Kunker Komisi III DPRD Bali ke Desa Les Tejakula: Perlu Perda Tata Kelola Sumber Daya Air

Kunker Komisi III DPRD Bali

Redaksi9.com - Komisi III DPRD Provinsi Bali melaksanakan kunjungan kerja  (kunker) ke Desa Les, Kecamatan tejakula Kabupaten Buleleng, Selasa (6/4). 

Kunjungan kerja ini menindaklanjuti aduan masyarakat terkait penyelesaian pembagian air bersih di Desa Les.  Rombongan dipimpin Ketua Komisi III DPRD Bali, AA Ngurah Adhi Ardhana ST dan anggota, langsung diterima Camat Tejakula, Perbekel dan  masyarakat  Desa Les.  Hadir juga Ketua DPRD Kabupaten Buleleng, Asisten I, Kadis PU dan Kabag Pem. Kabupaten Buleleng. 

 

AA Ngurah Adhi Ardhana mengatakan, melihat dari kajian lietrasi dan hasil diskusi dengan yang sudah pernah ke sana, memang permasalahan yang ada di Desa Les terkait masalah air bersih. 


“Kami berpandangan, dalam rekomendasi, berdasarkan UU Nomor 17 tahun 2019, mengenai Sumber Daya Air, pengunaan air ini untuk kepentingan  hak dasar masyarakat seperti air minum, MCK. Kemudian, untuk air irigasi pertanian, kemudian baru untuk  usaha,” kata Adhi Ardhana. 


Ia mengatakan, Komisi III merekomendasikan beberapa hal, yakni Pertama, normalisasi dasar.  Kedua, wajib menjaga kebutuhan dasar dari masyarakat. 
Ketiga, mengenai air yang akan dimanfaatkan, bekerja sama  dengan Balai Prasarana untuk menyiapkan  pengelolaan Sistem Penyediaan Air Minum dan Sanitasi Berbasis Masyarakat (pamsimas) 


Sementara, di Buleleng sendiri dengan  kondisi dari Bulan Juli 2020 sudah memiliki beberapa pola yakni seperti bekerja sama dengan Bumdes dari daerah Hulu dengan Desa Les.  Namun, belum maksimal. 


“Saat kami datang ke sana,  melihat kondisi di lapangan, untungnya masih musim hujan sehingga masih ada air yang bisa dimanfaatkan.  Warga Les  berharap, kalau terjadi kekeringan bagaimana cara mengatasinya.

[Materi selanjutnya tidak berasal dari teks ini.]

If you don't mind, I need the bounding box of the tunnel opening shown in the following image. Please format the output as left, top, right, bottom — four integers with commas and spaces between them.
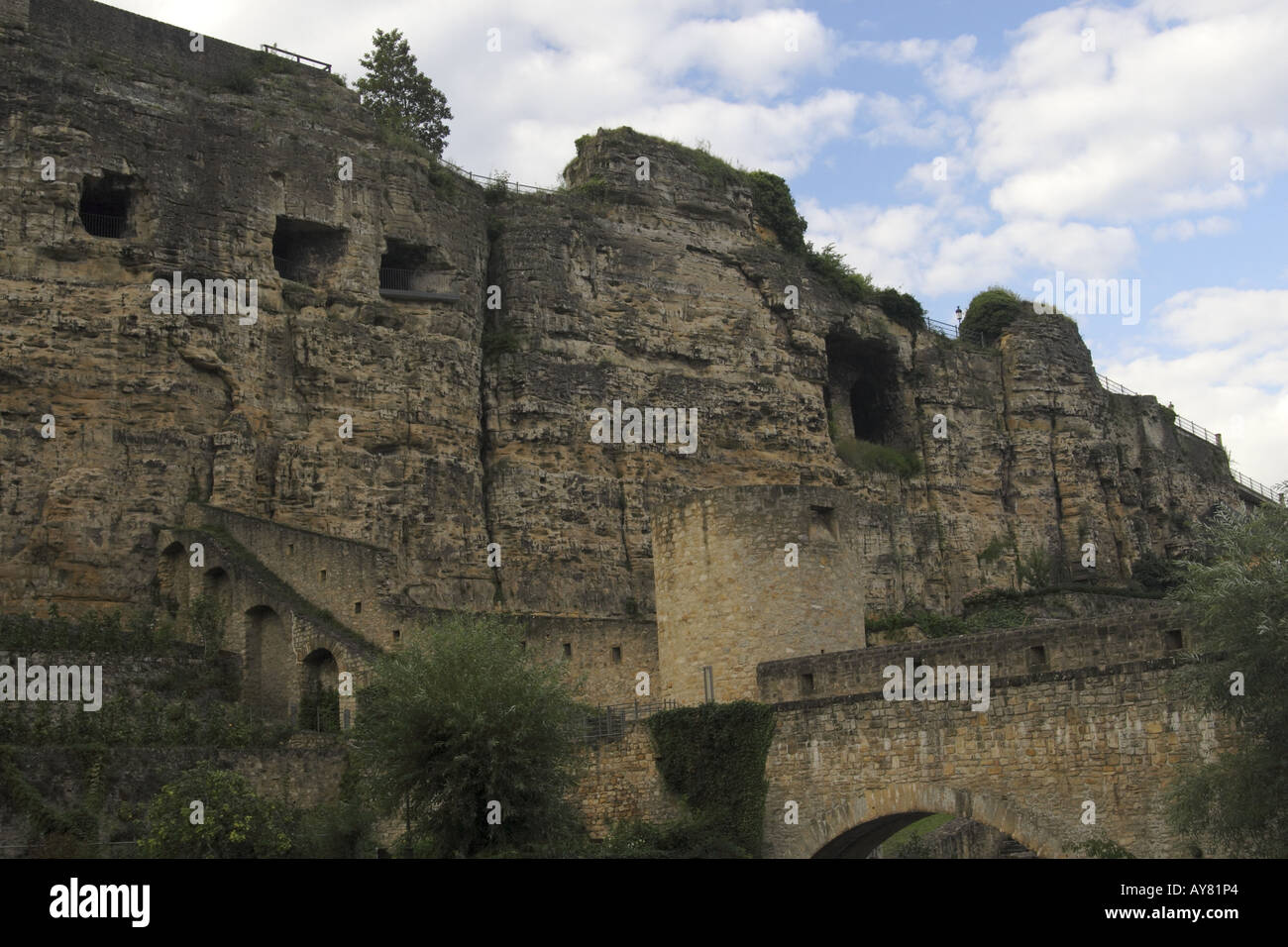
823, 334, 905, 447
273, 217, 348, 284
299, 648, 340, 733
78, 171, 137, 240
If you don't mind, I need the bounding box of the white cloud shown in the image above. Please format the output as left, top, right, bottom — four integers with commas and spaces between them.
1103, 287, 1288, 484
1153, 217, 1234, 241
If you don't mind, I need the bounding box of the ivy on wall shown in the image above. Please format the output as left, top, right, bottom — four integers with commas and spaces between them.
648, 701, 774, 856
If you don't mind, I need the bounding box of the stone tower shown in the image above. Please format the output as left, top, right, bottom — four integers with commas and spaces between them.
653, 485, 866, 703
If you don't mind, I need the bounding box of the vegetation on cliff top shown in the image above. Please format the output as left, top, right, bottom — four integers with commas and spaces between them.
355, 29, 452, 156
961, 286, 1077, 346
1169, 504, 1288, 858
566, 126, 926, 333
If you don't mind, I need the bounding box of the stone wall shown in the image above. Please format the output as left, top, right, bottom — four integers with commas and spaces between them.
0, 0, 1237, 636
653, 487, 864, 703
189, 504, 399, 647
756, 603, 1198, 703
765, 659, 1233, 858
577, 723, 682, 839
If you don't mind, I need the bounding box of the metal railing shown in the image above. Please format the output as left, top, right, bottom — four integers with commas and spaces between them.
1096, 373, 1288, 506
81, 213, 125, 240
577, 699, 680, 743
380, 266, 419, 292
926, 317, 988, 348
1231, 471, 1288, 506
437, 158, 561, 197
259, 43, 331, 72
273, 257, 318, 283
1096, 372, 1223, 447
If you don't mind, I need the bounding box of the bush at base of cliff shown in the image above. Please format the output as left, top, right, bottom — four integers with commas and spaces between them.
1168, 504, 1288, 858
139, 760, 291, 858
353, 613, 587, 857
836, 437, 921, 476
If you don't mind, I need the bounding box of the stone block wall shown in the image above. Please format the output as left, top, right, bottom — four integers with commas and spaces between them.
765, 659, 1233, 858
576, 723, 682, 839
756, 603, 1197, 703
189, 505, 399, 647
653, 487, 864, 703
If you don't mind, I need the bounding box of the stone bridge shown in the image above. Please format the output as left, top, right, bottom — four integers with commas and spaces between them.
587, 608, 1232, 858
158, 510, 378, 729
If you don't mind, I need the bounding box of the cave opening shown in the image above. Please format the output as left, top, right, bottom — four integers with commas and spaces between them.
273, 215, 348, 284
823, 334, 901, 446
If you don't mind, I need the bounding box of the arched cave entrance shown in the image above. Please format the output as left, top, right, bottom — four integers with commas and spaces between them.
823, 333, 903, 447
158, 540, 188, 616
814, 811, 1038, 858
244, 605, 296, 723
201, 566, 231, 614
300, 648, 340, 733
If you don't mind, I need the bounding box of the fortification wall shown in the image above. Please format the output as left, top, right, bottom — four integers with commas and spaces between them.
765, 659, 1233, 858
0, 0, 1237, 641
576, 723, 682, 839
653, 487, 864, 703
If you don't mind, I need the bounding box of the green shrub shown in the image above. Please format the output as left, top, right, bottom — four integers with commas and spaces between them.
648, 701, 774, 856
139, 760, 292, 858
1069, 835, 1136, 858
482, 329, 523, 359
568, 175, 609, 201
961, 286, 1033, 344
836, 437, 921, 476
876, 287, 926, 334
747, 171, 806, 253
597, 813, 747, 858
1015, 546, 1055, 588
805, 244, 876, 303
483, 171, 510, 204
1130, 549, 1182, 591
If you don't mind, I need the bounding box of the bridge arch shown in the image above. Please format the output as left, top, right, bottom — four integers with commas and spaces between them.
244, 604, 297, 721
772, 784, 1064, 858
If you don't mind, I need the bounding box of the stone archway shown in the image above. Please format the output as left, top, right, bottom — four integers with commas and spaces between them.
201, 566, 232, 614
772, 784, 1064, 858
244, 605, 296, 723
299, 648, 340, 733
158, 540, 188, 614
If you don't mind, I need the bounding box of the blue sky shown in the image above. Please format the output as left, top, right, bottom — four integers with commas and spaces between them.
113, 0, 1288, 483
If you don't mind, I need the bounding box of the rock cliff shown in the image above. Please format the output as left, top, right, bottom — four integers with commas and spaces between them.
0, 0, 1236, 665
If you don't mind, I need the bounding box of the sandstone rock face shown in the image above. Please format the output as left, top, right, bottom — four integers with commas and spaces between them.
0, 0, 1237, 699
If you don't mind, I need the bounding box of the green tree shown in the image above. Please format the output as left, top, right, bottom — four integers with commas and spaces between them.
355, 613, 585, 857
139, 760, 292, 858
961, 286, 1033, 343
1169, 504, 1288, 858
356, 30, 452, 155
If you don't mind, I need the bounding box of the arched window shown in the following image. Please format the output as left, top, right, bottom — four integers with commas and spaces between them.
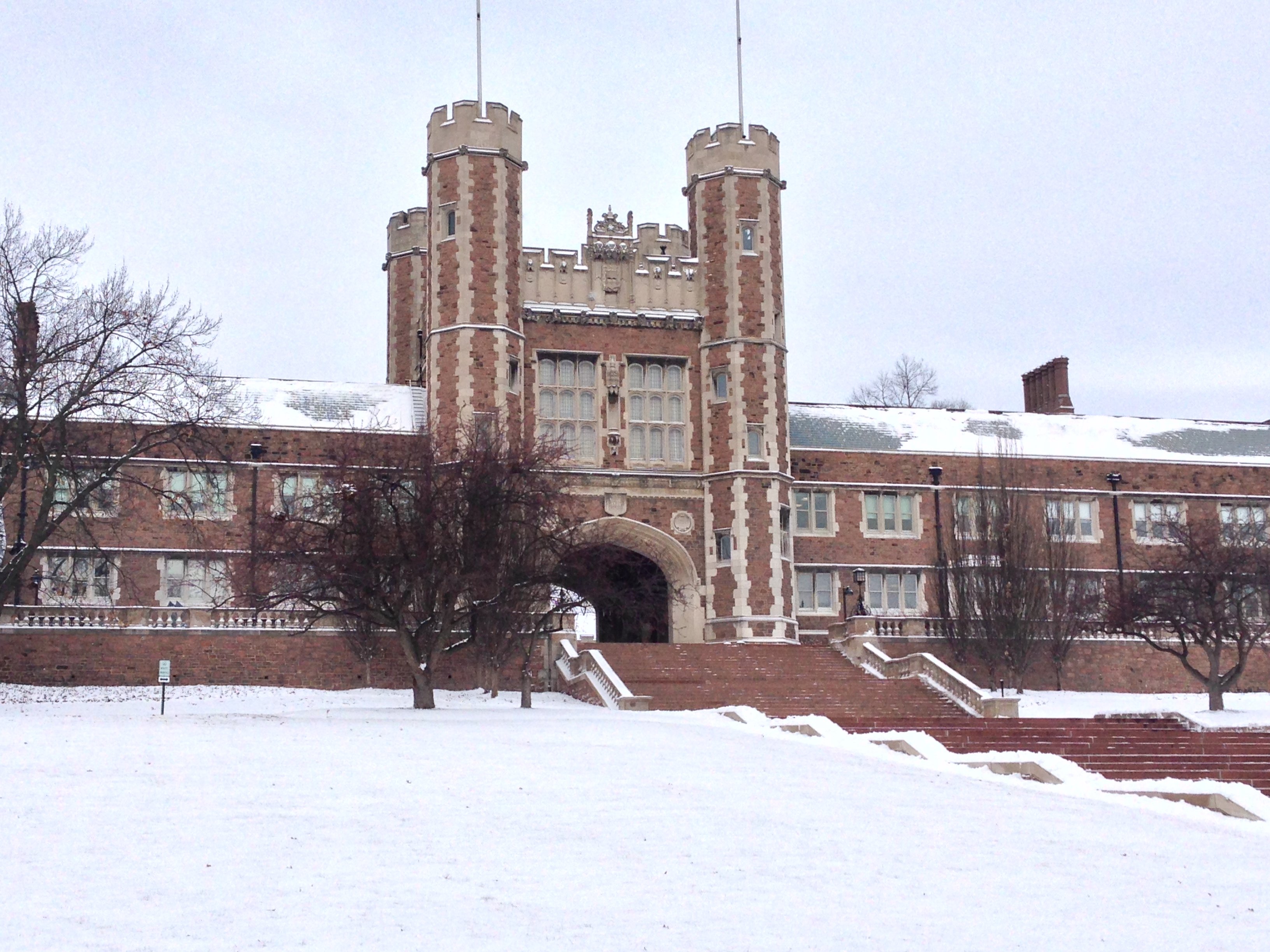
537, 354, 598, 462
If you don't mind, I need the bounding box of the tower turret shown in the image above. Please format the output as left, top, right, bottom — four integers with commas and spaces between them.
684, 123, 798, 640
423, 100, 527, 433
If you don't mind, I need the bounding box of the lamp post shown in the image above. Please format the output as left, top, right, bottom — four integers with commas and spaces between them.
927, 466, 949, 626
1107, 472, 1124, 600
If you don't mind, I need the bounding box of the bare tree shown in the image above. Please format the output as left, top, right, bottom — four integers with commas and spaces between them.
1043, 510, 1102, 691
0, 203, 242, 599
946, 448, 1097, 693
851, 354, 970, 410
1107, 519, 1270, 711
256, 425, 589, 708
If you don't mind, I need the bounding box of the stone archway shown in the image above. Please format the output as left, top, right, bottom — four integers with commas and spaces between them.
566, 515, 705, 644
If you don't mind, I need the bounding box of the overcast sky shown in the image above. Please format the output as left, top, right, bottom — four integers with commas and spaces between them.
0, 0, 1270, 420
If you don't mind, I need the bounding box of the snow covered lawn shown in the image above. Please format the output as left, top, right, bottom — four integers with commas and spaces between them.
1019, 691, 1270, 729
0, 686, 1270, 952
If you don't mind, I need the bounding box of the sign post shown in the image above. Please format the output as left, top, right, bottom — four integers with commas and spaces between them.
159, 662, 172, 715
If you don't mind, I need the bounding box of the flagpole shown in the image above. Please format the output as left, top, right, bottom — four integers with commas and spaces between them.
737, 0, 747, 138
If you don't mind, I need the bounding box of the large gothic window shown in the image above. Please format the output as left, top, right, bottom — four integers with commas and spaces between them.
537, 354, 597, 462
626, 360, 686, 466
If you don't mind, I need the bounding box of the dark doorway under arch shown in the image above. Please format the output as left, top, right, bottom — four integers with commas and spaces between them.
558, 543, 670, 642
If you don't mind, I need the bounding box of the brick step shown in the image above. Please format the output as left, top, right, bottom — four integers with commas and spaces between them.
597, 644, 967, 718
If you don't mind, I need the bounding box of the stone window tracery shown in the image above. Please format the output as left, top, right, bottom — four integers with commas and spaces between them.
626, 360, 686, 466
537, 354, 597, 462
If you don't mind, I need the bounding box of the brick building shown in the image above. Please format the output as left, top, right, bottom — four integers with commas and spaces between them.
0, 102, 1270, 689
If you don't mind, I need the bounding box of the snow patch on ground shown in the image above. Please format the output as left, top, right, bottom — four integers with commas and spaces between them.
0, 687, 1270, 952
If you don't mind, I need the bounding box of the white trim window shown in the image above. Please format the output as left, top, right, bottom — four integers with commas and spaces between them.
794, 490, 833, 536
53, 470, 119, 519
159, 556, 230, 608
1133, 499, 1186, 544
715, 529, 731, 564
626, 359, 687, 466
164, 470, 234, 519
39, 552, 118, 606
864, 492, 917, 536
1045, 499, 1098, 542
1221, 503, 1270, 544
275, 472, 332, 519
798, 571, 837, 614
865, 572, 921, 614
537, 354, 600, 462
746, 423, 767, 460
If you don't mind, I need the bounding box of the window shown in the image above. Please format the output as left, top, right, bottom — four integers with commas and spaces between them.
278, 472, 326, 516
798, 572, 834, 613
952, 495, 997, 538
537, 354, 597, 462
53, 470, 119, 516
161, 558, 230, 608
715, 530, 731, 562
39, 553, 114, 604
865, 492, 917, 536
164, 470, 232, 519
1133, 499, 1182, 542
710, 371, 728, 400
1222, 503, 1270, 544
626, 359, 687, 466
746, 425, 763, 460
865, 572, 918, 614
794, 491, 833, 534
1045, 499, 1095, 542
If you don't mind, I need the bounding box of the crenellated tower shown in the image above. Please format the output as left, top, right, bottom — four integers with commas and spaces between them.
422, 100, 527, 433
684, 123, 798, 640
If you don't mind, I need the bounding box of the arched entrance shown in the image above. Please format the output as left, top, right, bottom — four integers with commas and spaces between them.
559, 515, 703, 642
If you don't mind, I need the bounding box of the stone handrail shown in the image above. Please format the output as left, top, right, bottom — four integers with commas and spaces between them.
829, 623, 1019, 717
0, 606, 342, 634
556, 639, 651, 711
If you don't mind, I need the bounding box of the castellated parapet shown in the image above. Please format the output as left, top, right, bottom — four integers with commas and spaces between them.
686, 122, 781, 182
428, 99, 521, 163
389, 208, 428, 255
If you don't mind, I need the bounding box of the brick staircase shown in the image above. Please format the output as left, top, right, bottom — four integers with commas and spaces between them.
597, 644, 973, 721
833, 716, 1270, 793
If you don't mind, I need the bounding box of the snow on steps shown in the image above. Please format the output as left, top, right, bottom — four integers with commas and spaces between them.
833, 716, 1270, 793
558, 642, 969, 720
829, 635, 1019, 717
720, 707, 1270, 820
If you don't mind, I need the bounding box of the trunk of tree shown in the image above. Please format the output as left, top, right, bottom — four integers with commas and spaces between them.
414, 675, 437, 711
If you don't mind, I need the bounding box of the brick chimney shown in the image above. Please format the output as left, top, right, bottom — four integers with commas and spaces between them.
1024, 357, 1076, 414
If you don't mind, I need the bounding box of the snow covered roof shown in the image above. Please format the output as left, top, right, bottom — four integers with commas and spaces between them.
790, 404, 1270, 466
237, 377, 428, 433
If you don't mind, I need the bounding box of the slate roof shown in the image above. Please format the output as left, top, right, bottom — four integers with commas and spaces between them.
237, 377, 428, 433
790, 404, 1270, 466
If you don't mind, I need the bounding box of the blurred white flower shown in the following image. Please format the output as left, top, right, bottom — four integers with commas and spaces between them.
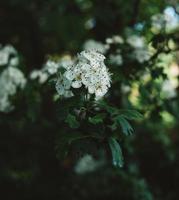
9, 57, 19, 66
106, 35, 124, 45
43, 60, 59, 74
30, 69, 49, 84
0, 50, 9, 66
151, 7, 179, 33
133, 48, 151, 63
109, 54, 123, 66
56, 74, 73, 98
0, 66, 26, 112
83, 39, 109, 54
0, 45, 19, 66
30, 56, 73, 84
127, 35, 145, 48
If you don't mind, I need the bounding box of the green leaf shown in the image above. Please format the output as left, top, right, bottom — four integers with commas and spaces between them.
88, 113, 106, 124
108, 137, 124, 167
65, 114, 80, 128
114, 115, 134, 135
56, 132, 84, 159
119, 109, 143, 120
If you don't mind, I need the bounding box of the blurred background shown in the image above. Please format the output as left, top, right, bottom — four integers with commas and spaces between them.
0, 0, 179, 200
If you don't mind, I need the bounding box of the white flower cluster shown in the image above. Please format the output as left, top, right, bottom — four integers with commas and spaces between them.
30, 56, 73, 84
127, 35, 151, 63
151, 7, 179, 33
106, 35, 124, 45
0, 45, 19, 66
0, 66, 26, 112
109, 53, 123, 66
83, 39, 109, 54
56, 50, 111, 100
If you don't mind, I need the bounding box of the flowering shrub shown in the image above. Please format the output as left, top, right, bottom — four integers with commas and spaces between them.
0, 0, 179, 200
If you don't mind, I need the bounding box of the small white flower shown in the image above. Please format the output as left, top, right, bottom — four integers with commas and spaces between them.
127, 35, 145, 48
109, 54, 123, 66
0, 50, 9, 66
74, 154, 104, 174
44, 60, 59, 75
9, 57, 19, 66
134, 48, 151, 63
30, 69, 49, 84
57, 50, 111, 99
83, 39, 108, 54
0, 66, 26, 112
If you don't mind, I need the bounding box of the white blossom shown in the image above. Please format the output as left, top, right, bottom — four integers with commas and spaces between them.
0, 45, 19, 66
56, 50, 111, 100
151, 7, 179, 33
0, 66, 26, 112
133, 48, 151, 63
127, 35, 145, 48
56, 74, 73, 98
109, 54, 123, 66
30, 69, 49, 84
106, 35, 124, 45
83, 39, 109, 54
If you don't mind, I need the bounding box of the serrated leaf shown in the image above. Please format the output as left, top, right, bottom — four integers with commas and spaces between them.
88, 113, 105, 124
119, 110, 143, 120
65, 114, 80, 128
108, 137, 124, 167
57, 132, 84, 159
115, 115, 134, 135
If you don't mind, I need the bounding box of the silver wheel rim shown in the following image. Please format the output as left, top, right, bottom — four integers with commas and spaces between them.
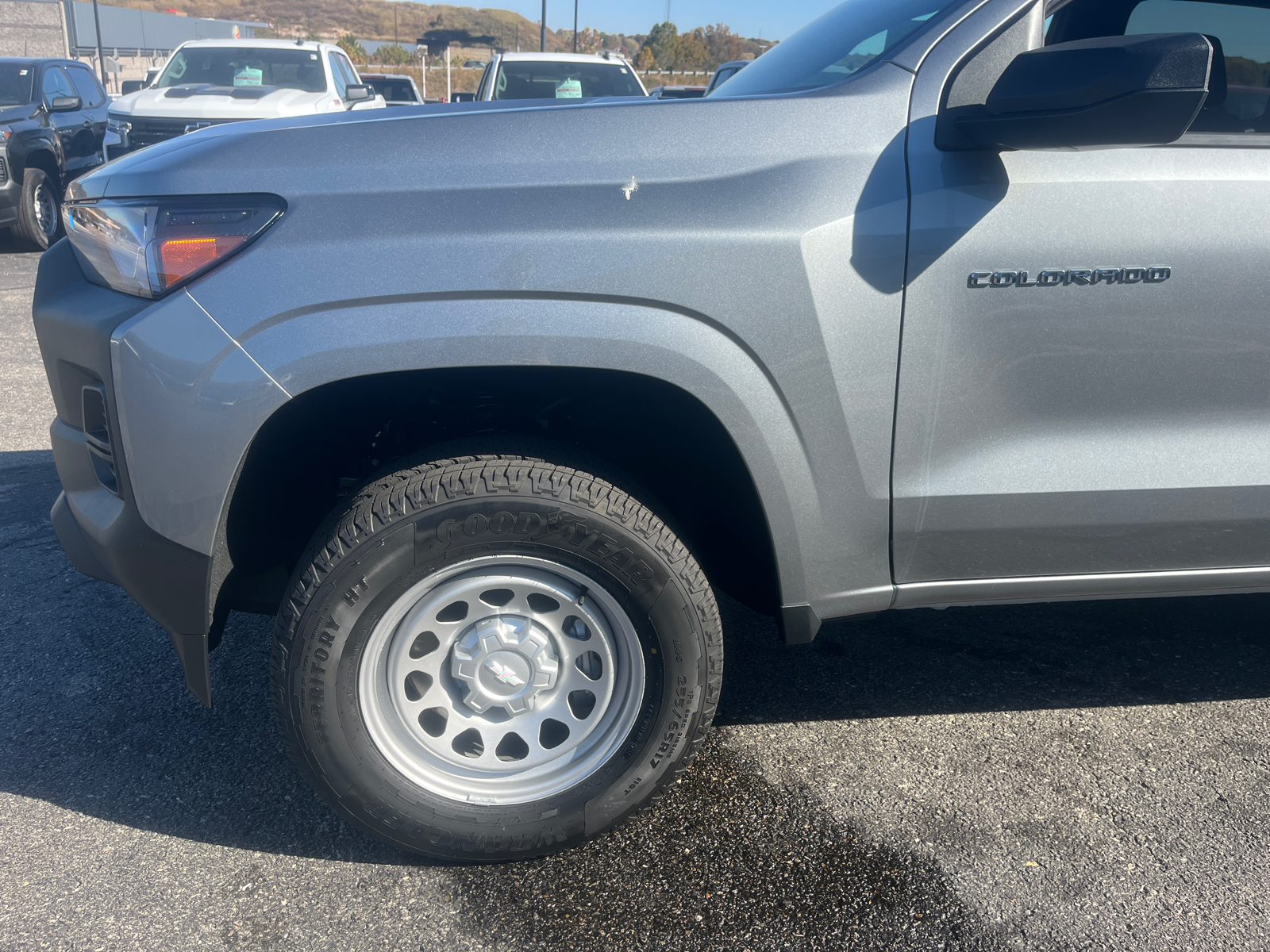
358, 556, 644, 804
34, 184, 57, 237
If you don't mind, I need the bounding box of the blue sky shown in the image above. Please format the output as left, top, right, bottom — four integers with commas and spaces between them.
474, 0, 841, 40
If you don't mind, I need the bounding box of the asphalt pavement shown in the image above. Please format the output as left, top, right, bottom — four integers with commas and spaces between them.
0, 246, 1270, 952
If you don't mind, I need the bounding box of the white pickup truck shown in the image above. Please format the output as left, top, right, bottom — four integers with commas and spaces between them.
110, 40, 385, 159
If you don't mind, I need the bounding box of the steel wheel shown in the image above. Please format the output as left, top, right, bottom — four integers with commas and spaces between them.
358, 556, 644, 804
32, 182, 57, 239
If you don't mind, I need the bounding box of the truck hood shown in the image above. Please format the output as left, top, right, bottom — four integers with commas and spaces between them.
110, 84, 339, 119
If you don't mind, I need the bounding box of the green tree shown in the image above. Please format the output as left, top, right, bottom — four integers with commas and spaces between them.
338, 33, 367, 65
372, 43, 410, 66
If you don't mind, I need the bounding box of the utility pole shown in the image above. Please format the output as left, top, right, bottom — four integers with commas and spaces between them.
93, 0, 108, 89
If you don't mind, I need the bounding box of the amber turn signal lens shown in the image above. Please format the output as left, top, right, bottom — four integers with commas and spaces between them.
159, 235, 246, 287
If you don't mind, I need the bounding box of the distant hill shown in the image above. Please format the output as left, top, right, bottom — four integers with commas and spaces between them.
79, 0, 770, 68
76, 0, 627, 52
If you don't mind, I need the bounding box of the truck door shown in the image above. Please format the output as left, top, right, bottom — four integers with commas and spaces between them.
66, 66, 108, 167
40, 65, 84, 167
893, 0, 1270, 582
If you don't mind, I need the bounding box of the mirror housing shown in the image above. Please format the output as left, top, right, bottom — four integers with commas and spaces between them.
955, 33, 1214, 150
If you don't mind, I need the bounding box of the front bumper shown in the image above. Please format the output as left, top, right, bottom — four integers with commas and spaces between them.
32, 246, 211, 706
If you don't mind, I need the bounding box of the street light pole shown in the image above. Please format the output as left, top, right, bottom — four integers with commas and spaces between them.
93, 0, 106, 89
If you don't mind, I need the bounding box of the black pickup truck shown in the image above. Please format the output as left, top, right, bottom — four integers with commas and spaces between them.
0, 57, 106, 251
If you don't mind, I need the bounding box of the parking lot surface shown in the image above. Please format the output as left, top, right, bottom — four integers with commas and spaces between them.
0, 252, 1270, 952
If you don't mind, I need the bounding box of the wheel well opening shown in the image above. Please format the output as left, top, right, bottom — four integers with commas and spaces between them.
19, 148, 61, 184
214, 367, 779, 614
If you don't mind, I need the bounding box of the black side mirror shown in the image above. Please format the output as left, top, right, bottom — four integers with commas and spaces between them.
956, 33, 1213, 150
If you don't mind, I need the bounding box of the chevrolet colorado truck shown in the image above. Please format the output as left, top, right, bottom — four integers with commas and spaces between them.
34, 0, 1270, 862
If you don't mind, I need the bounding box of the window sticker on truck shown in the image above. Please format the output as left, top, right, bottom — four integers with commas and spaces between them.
967, 265, 1173, 288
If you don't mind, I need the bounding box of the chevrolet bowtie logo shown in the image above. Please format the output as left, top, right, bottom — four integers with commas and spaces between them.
485, 658, 525, 688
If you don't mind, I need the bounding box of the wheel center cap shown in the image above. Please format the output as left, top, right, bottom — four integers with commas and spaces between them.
449, 614, 560, 715
480, 651, 532, 697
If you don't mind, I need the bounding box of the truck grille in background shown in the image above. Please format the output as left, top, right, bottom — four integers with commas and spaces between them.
129, 117, 235, 148
83, 382, 119, 495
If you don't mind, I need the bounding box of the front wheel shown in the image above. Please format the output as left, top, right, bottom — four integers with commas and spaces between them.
271, 455, 722, 861
9, 167, 61, 251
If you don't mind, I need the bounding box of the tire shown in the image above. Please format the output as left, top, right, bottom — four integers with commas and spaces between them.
9, 167, 61, 251
271, 455, 722, 862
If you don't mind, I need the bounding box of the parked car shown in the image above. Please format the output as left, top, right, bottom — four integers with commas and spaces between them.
362, 72, 424, 106
110, 40, 385, 159
34, 0, 1270, 861
472, 53, 648, 102
705, 60, 753, 95
648, 86, 706, 99
0, 57, 106, 251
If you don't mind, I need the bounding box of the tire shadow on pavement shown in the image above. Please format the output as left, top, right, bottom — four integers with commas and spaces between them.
7, 452, 1270, 904
451, 728, 1007, 952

Inilah yang kami carikan solusinya,” kata Adhi Ardhana. 


Ia mengatakan, sudah  meminta  DInas Lingkungan Hidup dan Kehutanan sebagai koordinator karena ada  kewajiban Pemerintah pusat di sana,  sehingga aliran air bisa terjadi dan air bisa dimanfaatkan masyarakat. 


Dari situasi ini, ia berpandangan, harus  membuat peraturan. Karena masalah ini terjadi di banyak tempat dengan  solusi bermacam pola. 


“Semestinya, UU Nomor  17 tahun 2019 diturunkan dalam perda. Sudah jelas kita mengatur pengelolaannya. Sesuai dengan visi dan Misi Gubernur Bali, Nangun Sat Kerthi Loka Bali, yang salah satunya,  Danur Kerthi. Dengan perda ini tentu melindungi sumber air bisa tercapai,” jelas politisi PDI Perjuangan ini. 


Ia menilai, Perda mengenai tata Kelola Sumber Daya Air ini yang akan menyelesaikan benang kusut salah pengertian  dan salah komunikasi  antar kelompok masyarakat. 


“Sesuai dengan UU No 17 tahun 2019. Salah satunya, dalam Pasal 13 menyebutkan, dalam mengatur dan mengelola sumber daya air Pemerintah Daerah provinsi sebagaimana dimaksud dalam Pasal 12 bertugas menyusun kebijakan Pengelolaan Sumber Daya Air provinsi berdasarkan kebljakan nasional Sumber Daya Air dengan memperhatikan kepentingan provinsi sekitarnya.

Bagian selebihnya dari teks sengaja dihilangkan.